Foi o precursor da ciência política moderna, escreveu sobre o Estado e os Governantes. Em uma linguagem crua e sem nenhuma máscara, desmistificou o Estado e os seus governantes, como realmente são e não como deveriam ser. Com essa forma de expor seu pensamento tratou a política de maneira diferenciada das abordagens feitas pelos seus precursores como Platão, Aristóteles, Santo Agostinho, São Tomás de Aquino e Dante, que conjecturavam a política como deveria ser ou como gostariam que fosse.

Na Itália de 500 anos atrás, viveu esse jovem que se tornou diplomata aos 29 anos, tendo experimentado ascenções e quedas de governantes e vendo o poder passar de mão em mão, praticamente de duas a três vezes por ano. Foi na vivência e estudo dedicado que aprendeu, relatou e deixou um memorial para a posteridade.

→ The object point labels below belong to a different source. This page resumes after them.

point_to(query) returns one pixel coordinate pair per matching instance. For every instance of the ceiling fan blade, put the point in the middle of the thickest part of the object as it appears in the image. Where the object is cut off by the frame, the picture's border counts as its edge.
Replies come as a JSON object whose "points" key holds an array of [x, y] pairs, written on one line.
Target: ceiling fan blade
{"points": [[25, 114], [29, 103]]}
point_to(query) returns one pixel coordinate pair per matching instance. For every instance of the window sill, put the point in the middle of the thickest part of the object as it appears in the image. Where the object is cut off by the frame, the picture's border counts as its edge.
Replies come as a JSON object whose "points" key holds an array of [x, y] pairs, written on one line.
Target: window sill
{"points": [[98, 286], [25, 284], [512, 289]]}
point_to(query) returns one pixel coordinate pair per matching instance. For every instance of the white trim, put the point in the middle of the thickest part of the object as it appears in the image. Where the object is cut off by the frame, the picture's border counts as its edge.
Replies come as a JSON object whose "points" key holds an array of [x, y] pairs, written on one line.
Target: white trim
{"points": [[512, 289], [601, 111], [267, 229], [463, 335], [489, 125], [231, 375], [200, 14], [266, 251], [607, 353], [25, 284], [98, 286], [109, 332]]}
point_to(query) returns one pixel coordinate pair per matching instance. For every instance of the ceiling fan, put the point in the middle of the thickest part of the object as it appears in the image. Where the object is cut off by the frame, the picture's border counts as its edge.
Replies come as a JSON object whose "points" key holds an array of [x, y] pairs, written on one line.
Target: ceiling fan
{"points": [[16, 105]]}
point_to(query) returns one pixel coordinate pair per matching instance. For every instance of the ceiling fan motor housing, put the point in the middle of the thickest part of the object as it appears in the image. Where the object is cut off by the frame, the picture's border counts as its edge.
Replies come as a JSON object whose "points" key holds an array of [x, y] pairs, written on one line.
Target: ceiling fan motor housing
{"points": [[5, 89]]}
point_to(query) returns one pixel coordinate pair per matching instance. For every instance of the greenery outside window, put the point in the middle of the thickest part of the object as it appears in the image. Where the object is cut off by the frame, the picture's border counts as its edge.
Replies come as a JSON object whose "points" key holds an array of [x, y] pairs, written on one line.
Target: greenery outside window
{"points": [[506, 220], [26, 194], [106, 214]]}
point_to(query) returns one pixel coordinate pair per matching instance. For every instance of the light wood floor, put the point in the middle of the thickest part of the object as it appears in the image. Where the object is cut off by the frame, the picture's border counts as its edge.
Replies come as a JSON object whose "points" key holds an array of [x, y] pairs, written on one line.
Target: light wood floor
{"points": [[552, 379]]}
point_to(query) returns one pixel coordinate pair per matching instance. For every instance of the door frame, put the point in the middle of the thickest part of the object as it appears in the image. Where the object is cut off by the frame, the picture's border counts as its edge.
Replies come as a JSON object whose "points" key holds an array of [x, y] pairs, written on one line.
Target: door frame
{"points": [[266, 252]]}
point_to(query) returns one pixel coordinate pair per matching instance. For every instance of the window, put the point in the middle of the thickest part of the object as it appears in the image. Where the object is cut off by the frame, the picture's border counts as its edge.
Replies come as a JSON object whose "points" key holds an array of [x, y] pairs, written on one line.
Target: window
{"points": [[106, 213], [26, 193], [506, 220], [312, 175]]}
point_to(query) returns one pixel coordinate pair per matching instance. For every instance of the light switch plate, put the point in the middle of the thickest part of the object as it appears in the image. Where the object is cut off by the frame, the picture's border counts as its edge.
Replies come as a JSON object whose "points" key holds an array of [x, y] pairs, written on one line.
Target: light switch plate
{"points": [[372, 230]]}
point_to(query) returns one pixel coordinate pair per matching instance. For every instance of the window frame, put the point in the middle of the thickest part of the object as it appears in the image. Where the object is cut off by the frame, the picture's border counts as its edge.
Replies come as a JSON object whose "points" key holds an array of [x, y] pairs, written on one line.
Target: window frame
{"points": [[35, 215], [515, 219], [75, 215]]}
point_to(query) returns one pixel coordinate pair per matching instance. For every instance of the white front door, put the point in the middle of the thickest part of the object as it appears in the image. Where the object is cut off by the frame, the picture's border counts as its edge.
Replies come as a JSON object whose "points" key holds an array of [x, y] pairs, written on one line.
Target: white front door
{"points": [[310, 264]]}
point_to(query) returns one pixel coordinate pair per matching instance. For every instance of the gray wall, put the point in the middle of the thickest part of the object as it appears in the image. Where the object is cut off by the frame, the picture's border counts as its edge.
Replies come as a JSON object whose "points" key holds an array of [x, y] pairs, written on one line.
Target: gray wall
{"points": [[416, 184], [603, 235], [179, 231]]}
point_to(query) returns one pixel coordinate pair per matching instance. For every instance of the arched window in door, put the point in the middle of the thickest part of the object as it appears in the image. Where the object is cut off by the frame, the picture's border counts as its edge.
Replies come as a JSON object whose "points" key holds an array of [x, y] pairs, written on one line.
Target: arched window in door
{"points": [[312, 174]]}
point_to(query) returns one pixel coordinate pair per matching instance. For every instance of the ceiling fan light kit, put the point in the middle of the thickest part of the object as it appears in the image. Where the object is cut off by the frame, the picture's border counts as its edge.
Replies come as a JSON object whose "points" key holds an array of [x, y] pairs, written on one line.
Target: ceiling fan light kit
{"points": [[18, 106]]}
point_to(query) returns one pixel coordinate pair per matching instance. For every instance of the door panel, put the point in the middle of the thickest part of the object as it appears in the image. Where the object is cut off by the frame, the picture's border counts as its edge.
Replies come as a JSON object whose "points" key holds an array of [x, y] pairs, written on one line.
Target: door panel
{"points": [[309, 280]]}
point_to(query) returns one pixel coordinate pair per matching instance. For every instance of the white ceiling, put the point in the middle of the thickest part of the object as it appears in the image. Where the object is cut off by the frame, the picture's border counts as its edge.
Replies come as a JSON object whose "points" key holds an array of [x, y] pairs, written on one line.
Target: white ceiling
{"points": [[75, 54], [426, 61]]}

Morto ao 57 anos em 1527, contribuiu muito para o pensamento político sendo que a sua obra “O Príncipe” é certamente o livro mais conhecido de Maquiavel e foi escrito em 1513, apesar de publicado postumamente, somente em 1532. Ao longo de 26 capítulos, ele relata os tipos de principados existentes até então, detalhando suas características. E a partir daí, defende a necessidade do príncipe de basear suas forças em exércitos próprios, fazendo um estudo sobre os governos e a fraquezas do Estado. Alerta o povo sobre os perigos da tirania. Escreveu para os príncipes para chegar ao povo.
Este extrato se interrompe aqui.